Sign in to follow this  
Basiror

optimize smooth code

Recommended Posts

How would you optimize this code? 1. replacing the '%' operations with simple if else conditions? currently i use the modulo to smooth the transitions 2.maybe one could unroll the loop completely? do compilers unroll loops with 32*32 iterations? or would this blow the code up too much?
//template function for smoothing
	template<class T> void smoothmap(T &x)
	{
		uint32 i = 0;
		uint32 j = 0;

		for(i=1;i<=x.m_uiSize;i++)
		{
			for(j=1;j<=x.m_uiSize;j++)
			{
				x.m_Map[i%x.m_uiSize][j%x.m_uiSize] = 
					//center
					x.m_Map[i][j]*0.25f 
					//diagonal corners
					+ x.m_Map[(i-1)%x.m_uiSize][(j-1)%x.m_uiSize]*0.0625f
					+ x.m_Map[(i-1)%x.m_uiSize][(j+1)%x.m_uiSize]*0.0625f
					+ x.m_Map[(i+1)%x.m_uiSize][(j-1)%x.m_uiSize]*0.0625f
					+ x.m_Map[(i+1)%x.m_uiSize][(j+1)%x.m_uiSize]*0.0625f
					//horizontal and vertical corners
					+ x.m_Map[(i-1)%x.m_uiSize][(j)%x.m_uiSize]*0.125f
					+ x.m_Map[(i+1)%x.m_uiSize][(j)%x.m_uiSize]*0.125f
					+ x.m_Map[(i)%x.m_uiSize][(j-1)%x.m_uiSize]*0.125f
					+ x.m_Map[(i)%x.m_uiSize][(j+1)%x.m_uiSize]*0.125f
					//end of instruction
					;
			}
		}
	}
2. is there a way to define count as a class specific constant? so i don t have to store it in a variable? that way i could pass it to the templated functions and give the compiler the possibility to unroll everything
template<class T, int count>
class someclass
{
private:
T m_Map[count][count];
}


Share this post


Link to post
Share on other sites
ah I think I found the solution

i just add a enum to the class definition like this one


//template quadratic map class
template<class T, uint32 uiSize> class map
{
public:
//typedefs and enums
enum {MAP_SIZE = uiSize};
typedef T type_name;
public:
//member functions constructors & destructors

//fills the map with zero
map():m_uiSize(uiSize)
{
T tFill = 0;
std::fill<T*,T>(&m_Map[0][0],&m_Map[uiSize-1][uiSize-1],tFill);
}

public:
//friend function declarations to access private members
template<class U> friend void fillmap(U &x);
template<class U> friend void smoothmap(U &x);
private:
uint32 m_uiSize;
T m_Map[uiSize][uiSize];
};



that should do the job

Share this post


Link to post
Share on other sites
It would probably be faster to do something like this: (not sure if the compiler is this smart?)

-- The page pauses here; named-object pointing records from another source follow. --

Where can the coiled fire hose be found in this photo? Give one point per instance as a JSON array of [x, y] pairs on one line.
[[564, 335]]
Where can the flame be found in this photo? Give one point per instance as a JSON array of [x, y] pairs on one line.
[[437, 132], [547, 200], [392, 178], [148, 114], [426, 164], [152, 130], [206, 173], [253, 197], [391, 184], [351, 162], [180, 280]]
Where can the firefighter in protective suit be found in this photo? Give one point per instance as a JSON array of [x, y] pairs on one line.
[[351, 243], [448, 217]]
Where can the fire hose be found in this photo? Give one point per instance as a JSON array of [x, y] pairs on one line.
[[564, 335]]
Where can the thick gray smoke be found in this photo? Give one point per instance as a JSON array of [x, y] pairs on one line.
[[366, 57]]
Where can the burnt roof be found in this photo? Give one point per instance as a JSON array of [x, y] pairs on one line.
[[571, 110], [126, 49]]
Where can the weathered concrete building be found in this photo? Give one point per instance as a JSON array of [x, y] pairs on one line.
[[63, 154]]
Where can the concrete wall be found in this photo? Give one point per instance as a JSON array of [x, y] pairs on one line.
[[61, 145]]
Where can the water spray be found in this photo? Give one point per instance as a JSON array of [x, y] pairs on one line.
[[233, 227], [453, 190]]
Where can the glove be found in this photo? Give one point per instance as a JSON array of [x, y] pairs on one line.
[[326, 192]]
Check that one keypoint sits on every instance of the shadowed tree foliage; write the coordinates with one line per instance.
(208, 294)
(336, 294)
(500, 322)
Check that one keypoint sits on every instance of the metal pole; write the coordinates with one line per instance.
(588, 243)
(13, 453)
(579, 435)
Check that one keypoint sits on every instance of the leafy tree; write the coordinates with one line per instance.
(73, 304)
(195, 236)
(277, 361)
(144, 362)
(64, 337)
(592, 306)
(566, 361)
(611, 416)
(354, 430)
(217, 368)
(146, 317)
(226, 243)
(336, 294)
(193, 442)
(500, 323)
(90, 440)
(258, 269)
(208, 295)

template<class T> void smoothmap(T &x)
{
uint32 i;
uint32 j;
uint32 ti;
uint32 tj;
uint32 t1, t2;
uint32 im,ip,jm,jp;

for(i=1;i<=x.m_uiSize;i++)
{
ti = i%x.m_uiSize;
im = (i-1)%x.m_uiSize;
ip =(i+1)%x.m_uiSize;
for(j=1;j<=x.m_uiSize;j++)
{
tj = j%x.m_uiSize;
jm=(j-1)%x.m_uiSize;
jp=(j+1)%x.m_uiSize;

x.m_Map[ti][tj]>>=2;
//center point

//diagonal corners
t1 = (x.m_Map[im][jm]
+ x.m_Map[im][jp]
+ x.m_Map[ip][jm]
+ x.m_Map[ip][jp])>>4;

//horizontal and vertical corners
t2 = (x.m_Map[im][tj]
+ x.m_Map[ip][tj]
+ x.m_Map[ti][jm]
+ x.m_Map[ti][jp])>>3;

x.m_Map[ti][tj]+= t1+t2;
}
}
}



This removes a bunch of modules operations, and removes a bunch of multiplication operations as well. Of course there are more optimizations, but this should be a good start. By shifting by 4, it is the same as dividing by 16 (which is what you were trying to do with your mult), and 3 is equivalant to dividing by 8 (as far as integer math is concerned!). If you're using floats, you must replace >>4 with *0.0625f and >>3 with *0.125f, and >>=2 with *=0.25f but that still saves 6 mults per iteration ;). Why do you use [i%x.m_uiSize] and another spot use [i]? You realize that if you're going from 1 -> uiSize, it will be reading/writing an invalid memory location right? My solution fixes this problem by using modulus for both of them, without actually requiring any extra operations (just extra variables). Each of the modulus for the i loop only has to be executed uiSize times rather than uiSize*uiSize, and it removes the # of times that you repeat the exact same operation ;).

Share this post


Link to post
Share on other sites
Replacing division of powers of 2 by shifts just makes the code harder to read. The compiler is indeed smart enough to apply decades-old point optimizations - assuming optimizations are turning on at all of course.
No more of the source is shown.